Reti d’impresa in crescita oltre quota 7mila contratti
Lo studio InfoCamere, RetImpresa e dipartimento di Management Ca’ Foscari rivela che il turismo è il settore preferito dalle aggregazioni
4' di lettura
4' di lettura
Insieme è meglio, soprattutto se ad aggregarsi sono realtà di piccole dimensioni. Inseguendo questa logica, anche nel 2023 è salito il numero delle imprese che hanno stipulato un contratto di rete a Nord Est. Sono state 3.960 in Veneto, ovvero l’8,4% del totale nazionale, 2.444 in Friuli Venezia Giulia (5,2%) e 801 in Trentino Alto Adige (1,7%), quindi nel complesso oltre 7.200. La tendenza si riscontra pure a livello nazionale come certifica il V Rapporto dell’Osservatorio nazionale sulle reti d’impresa, a cura di InfoCamere, RetImpresa e dipartimento di Management dell’Università Ca’ Foscari di Venezia. Il lavoro utilizza i dati del Registro Imprese delle Camere di Commercio sull’universo dei contratti stipulati in Italia e i risultati della survey condotta dall’Osservatorio tra settembre e novembre dell’anno scorso su un campione rappresentativo di reti attive.
Solo in Veneto, le aziende che si sono unite siglando un contratto davanti al notaio per perseguire uno o più obiettivi comuni sono passate dalle 3.669 del 2022 fino a sfiorare le 4mila nel 2023 con un incremento del +7,9%. Venezia risulta la provincia più interessata al processo aggregativo con 860 aziende in network (+ 9,4%). Considerando che nel 2018 le imprese “retiste” in regione erano 2.409, si calcola una progressione del 64,4% in cinque anni.
I contratti siglati, invece, sono stati 1.183 contro i 1.045 di due anni fa, con il Veneziano ancora in testa, a 353 accordi. Del totale solo 145 reti d’impresa venete sono dotate di personalità giuridica, cioè di partita Iva, che consente loro anche di fatturare. Tra le peculiarità, dopo la Lombardia, il Veneto è la seconda regione d’Italia per società benefit aderenti ad almeno un contratto di rete (30 in totale al momento).
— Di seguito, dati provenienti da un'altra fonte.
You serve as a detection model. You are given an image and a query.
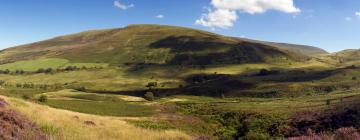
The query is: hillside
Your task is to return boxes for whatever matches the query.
[0,25,307,65]
[0,25,360,140]
[242,38,328,57]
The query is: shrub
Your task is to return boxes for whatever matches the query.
[38,95,48,103]
[146,82,158,89]
[144,91,155,101]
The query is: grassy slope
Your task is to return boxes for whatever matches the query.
[0,25,305,65]
[238,38,328,57]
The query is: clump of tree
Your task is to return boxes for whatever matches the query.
[144,91,155,101]
[0,69,10,74]
[38,94,48,103]
[146,82,158,90]
[257,69,280,76]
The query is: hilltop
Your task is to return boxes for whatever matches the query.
[0,25,324,65]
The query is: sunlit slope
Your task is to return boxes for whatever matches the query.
[241,38,328,57]
[0,25,307,65]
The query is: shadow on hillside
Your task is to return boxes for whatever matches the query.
[105,68,360,97]
[149,36,290,65]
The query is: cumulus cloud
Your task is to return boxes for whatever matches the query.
[114,0,135,10]
[156,14,165,19]
[345,17,352,21]
[195,0,301,29]
[195,9,238,29]
[355,11,360,17]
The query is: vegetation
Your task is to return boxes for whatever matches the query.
[0,25,360,140]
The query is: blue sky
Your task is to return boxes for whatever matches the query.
[0,0,360,52]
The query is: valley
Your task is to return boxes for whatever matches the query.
[0,25,360,140]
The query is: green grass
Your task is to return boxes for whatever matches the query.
[128,120,175,130]
[45,99,154,117]
[0,58,69,71]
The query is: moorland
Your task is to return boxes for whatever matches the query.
[0,25,360,140]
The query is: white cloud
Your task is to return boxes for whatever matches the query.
[195,0,301,29]
[345,17,352,21]
[156,14,165,19]
[355,11,360,17]
[114,0,135,10]
[195,9,238,29]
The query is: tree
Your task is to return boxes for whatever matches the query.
[38,95,47,103]
[258,69,270,76]
[144,91,155,101]
[146,82,157,90]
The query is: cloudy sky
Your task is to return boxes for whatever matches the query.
[0,0,360,52]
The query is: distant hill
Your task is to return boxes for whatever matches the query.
[0,25,316,65]
[325,49,360,66]
[241,38,328,57]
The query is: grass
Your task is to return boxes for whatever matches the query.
[0,58,69,71]
[1,96,192,140]
[41,90,155,117]
[45,99,154,117]
[128,120,175,130]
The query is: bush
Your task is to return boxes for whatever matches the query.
[38,95,48,103]
[144,91,155,101]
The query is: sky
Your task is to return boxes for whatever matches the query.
[0,0,360,52]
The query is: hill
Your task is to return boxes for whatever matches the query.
[242,38,328,57]
[0,25,312,65]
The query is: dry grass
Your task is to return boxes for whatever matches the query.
[1,96,191,140]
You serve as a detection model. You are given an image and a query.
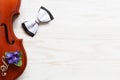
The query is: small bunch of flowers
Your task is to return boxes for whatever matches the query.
[5,51,22,67]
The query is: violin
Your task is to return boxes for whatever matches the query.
[0,0,27,80]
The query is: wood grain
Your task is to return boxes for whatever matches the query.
[14,0,120,80]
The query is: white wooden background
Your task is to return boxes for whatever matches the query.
[14,0,120,80]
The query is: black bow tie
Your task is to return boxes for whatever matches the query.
[22,6,54,37]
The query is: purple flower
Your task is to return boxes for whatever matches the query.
[5,51,21,64]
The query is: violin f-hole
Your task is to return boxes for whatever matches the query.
[1,23,15,45]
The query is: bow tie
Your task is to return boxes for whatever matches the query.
[22,6,54,37]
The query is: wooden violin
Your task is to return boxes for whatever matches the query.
[0,0,27,80]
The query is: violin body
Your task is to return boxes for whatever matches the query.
[0,0,27,80]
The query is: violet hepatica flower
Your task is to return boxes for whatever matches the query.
[5,51,22,67]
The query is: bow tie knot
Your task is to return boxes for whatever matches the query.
[22,6,54,37]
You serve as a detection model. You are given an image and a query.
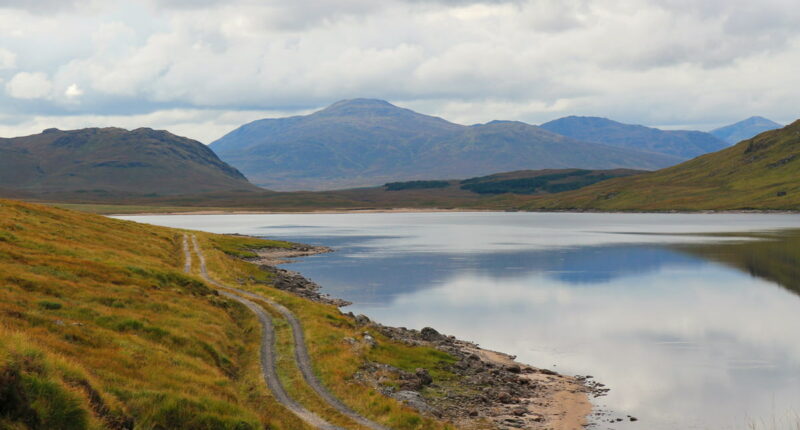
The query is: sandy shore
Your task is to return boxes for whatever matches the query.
[114,208,800,217]
[115,208,505,216]
[248,244,607,430]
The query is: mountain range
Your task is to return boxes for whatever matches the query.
[710,116,783,145]
[541,116,728,160]
[211,99,683,190]
[0,128,258,197]
[518,120,800,211]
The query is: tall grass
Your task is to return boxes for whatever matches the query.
[0,200,306,430]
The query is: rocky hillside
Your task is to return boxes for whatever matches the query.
[211,99,680,190]
[518,120,800,210]
[0,128,258,195]
[710,116,783,145]
[541,116,728,160]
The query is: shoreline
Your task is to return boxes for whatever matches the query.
[246,244,608,430]
[114,208,800,217]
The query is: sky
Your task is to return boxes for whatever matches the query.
[0,0,800,143]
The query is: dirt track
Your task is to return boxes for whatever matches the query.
[183,235,389,430]
[183,235,344,430]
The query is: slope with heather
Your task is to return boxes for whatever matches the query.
[520,121,800,211]
[541,116,728,160]
[0,128,258,198]
[709,116,783,145]
[211,99,681,191]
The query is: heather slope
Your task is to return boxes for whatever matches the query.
[709,116,783,145]
[0,128,258,197]
[0,200,458,430]
[541,116,728,160]
[520,121,800,210]
[211,99,680,190]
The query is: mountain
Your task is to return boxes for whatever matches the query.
[0,128,258,195]
[540,116,728,160]
[211,99,680,190]
[516,120,800,211]
[709,116,783,145]
[0,200,456,430]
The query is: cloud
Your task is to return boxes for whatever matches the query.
[0,48,17,70]
[0,0,800,140]
[6,72,53,99]
[64,84,83,99]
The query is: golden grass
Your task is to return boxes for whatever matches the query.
[191,233,457,430]
[0,200,305,429]
[0,200,466,430]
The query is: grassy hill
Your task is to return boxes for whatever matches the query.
[211,99,682,191]
[541,116,728,160]
[0,200,457,430]
[34,169,643,214]
[709,116,783,145]
[520,121,800,211]
[0,128,258,198]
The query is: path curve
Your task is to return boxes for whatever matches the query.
[183,234,192,273]
[192,236,390,430]
[184,235,345,430]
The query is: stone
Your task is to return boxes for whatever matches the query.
[421,327,444,342]
[415,367,433,386]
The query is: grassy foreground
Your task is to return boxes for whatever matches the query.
[512,121,800,211]
[0,200,460,430]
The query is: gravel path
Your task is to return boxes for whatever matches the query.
[184,236,344,430]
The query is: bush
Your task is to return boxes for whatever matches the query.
[39,300,63,311]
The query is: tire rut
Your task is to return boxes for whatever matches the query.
[183,235,345,430]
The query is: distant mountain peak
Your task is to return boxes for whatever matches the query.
[710,116,783,145]
[319,98,405,113]
[211,99,681,191]
[540,116,726,160]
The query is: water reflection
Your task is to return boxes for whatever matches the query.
[674,230,800,294]
[117,214,800,430]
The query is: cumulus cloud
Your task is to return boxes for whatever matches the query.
[0,0,800,140]
[0,48,17,70]
[6,72,53,99]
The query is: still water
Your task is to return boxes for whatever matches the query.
[123,213,800,430]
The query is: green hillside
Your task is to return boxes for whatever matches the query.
[520,121,800,211]
[0,128,258,199]
[211,99,685,191]
[0,200,458,430]
[540,116,724,161]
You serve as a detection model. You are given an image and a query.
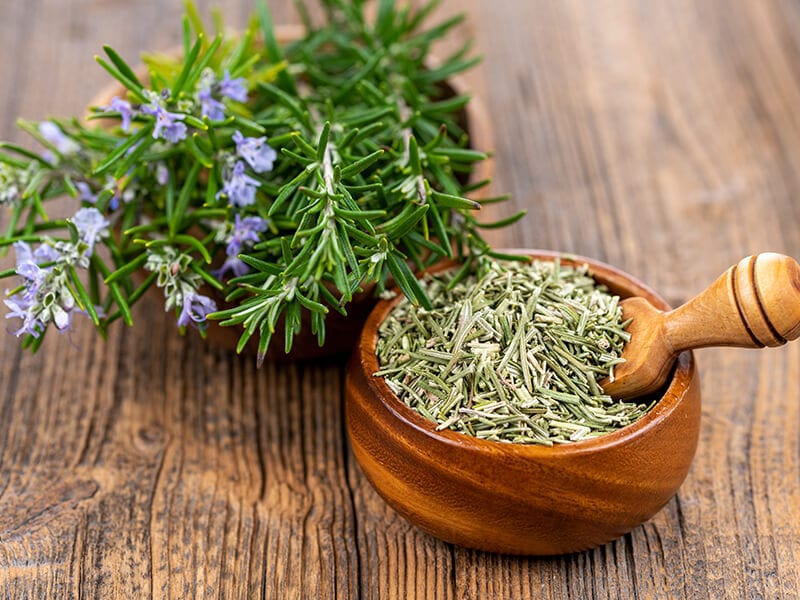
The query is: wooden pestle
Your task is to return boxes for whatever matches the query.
[600,252,800,399]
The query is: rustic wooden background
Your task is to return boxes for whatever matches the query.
[0,0,800,599]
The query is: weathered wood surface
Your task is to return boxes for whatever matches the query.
[0,0,800,599]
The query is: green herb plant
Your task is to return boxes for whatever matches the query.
[0,0,522,360]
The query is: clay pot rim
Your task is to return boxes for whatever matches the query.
[352,249,696,460]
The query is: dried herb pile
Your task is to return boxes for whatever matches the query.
[375,259,650,445]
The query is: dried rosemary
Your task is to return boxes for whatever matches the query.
[375,259,652,446]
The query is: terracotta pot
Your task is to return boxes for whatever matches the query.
[346,250,700,555]
[90,25,494,360]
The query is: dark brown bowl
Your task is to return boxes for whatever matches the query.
[346,250,700,555]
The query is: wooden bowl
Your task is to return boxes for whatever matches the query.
[346,250,700,555]
[84,25,494,361]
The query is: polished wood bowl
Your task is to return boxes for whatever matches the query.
[346,250,700,555]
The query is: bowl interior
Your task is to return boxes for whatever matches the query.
[359,250,694,455]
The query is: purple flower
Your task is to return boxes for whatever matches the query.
[33,244,61,265]
[102,96,133,132]
[71,208,110,255]
[217,160,261,207]
[142,102,187,144]
[39,121,80,156]
[233,131,277,173]
[75,181,97,204]
[14,241,51,299]
[156,162,169,185]
[178,292,217,327]
[219,69,247,102]
[197,88,225,121]
[212,214,269,281]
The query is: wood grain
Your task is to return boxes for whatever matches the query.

Al Friuli Venezia Giulia, spetta invece il primato nazionale per imprese “retiste”, cioè unite da un qualche contratto di rete, che sono 250 ogni 10mila registrate alle Camere di Commercio. Veneto (85) e Trentino Alto Adige (71) sono ben al di sotto, mentre la media nazionale si attesta a quota 79.
Nello Stivale, infine, il 2023 ha messo in rete oltre 47mila imprese (+4,8%) per quasi 9mila contratti (+7,4%) in numerosi settori e filiere, con prevalenza dell’agroalimentare, delle costruzioni e del commercio. A NordEst, e in particolare in Veneto, molte aggregazioni sono nate nell’ambito del turismo.